In osm2pgsql-speak the “middle” is the part of the code that stores OSM objects for dependency management and updates. Currently there are two middle implementation, the “ram” middle for the non-slim mode which doesn’t support updates and the “pgsql” middle for slim mode which stores the data in the PostgreSQL database and which supports updates. There are many advantages to having this data in the database and we’ll always have that and support that. But for many osm2pgsql use cases a full relational database isn’t really needed for this and it comes with quite a lot of overhead for processing and disk space.

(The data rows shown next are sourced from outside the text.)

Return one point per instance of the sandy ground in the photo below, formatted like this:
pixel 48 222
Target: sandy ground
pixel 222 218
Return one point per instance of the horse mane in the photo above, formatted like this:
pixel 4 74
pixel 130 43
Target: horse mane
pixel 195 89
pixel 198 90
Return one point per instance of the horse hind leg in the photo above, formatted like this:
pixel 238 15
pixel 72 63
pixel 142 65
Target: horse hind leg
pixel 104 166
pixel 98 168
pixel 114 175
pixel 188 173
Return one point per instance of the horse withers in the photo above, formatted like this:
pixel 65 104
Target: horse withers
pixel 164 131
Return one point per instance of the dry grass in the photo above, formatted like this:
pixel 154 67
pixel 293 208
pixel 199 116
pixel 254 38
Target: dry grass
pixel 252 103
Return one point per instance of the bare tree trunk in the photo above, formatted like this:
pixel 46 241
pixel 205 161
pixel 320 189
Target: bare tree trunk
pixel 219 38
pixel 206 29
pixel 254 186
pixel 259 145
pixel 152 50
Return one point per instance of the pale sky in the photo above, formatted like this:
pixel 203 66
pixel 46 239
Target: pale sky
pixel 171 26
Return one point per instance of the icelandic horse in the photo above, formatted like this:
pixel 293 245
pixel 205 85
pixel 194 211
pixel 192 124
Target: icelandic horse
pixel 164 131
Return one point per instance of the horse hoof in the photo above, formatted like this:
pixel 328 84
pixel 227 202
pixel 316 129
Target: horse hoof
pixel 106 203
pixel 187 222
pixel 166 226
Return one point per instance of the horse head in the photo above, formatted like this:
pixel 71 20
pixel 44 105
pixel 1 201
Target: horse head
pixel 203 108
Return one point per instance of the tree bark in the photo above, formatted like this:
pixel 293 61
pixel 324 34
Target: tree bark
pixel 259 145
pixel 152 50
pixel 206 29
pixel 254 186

It would be great to have an additional middle implementation with some kind of custom disk-based database, this could be based on something like RocksDB or written from scratch exactly for our use case. Users could then choose whether they want the more efficient one or the more flexible PostreSQL-based one.
Extra points for writing a foreign data wrapper for PostgreSQL that can access the external database. That would allow us to combine the advantages of both solutions.
Keeping Extracts Up-to-date
Many people don’t need OSM data from the whole planet in their database but only a small extract, say the data for a city or a country. For one-time imports this is fine, you create the extract with a tool like Osmium and import it. But keeping the database up-to-date is more complex. There are some services out there which offer OSM change files for extracts but they are limited to a fixed list of extracts and usually don’t offer minutely updates.
The alternative currently is to either filter the change files downloaded from planet.osm.org before feeding them into osm2pgsql or to apply them all and then filter the database afterwards. Both solutions are cumbersome and have their problems. It would be great to have a better solution here. Ideally osm2pgsql could just consume the diffs downloaded from planet.osm.org and do the right thing.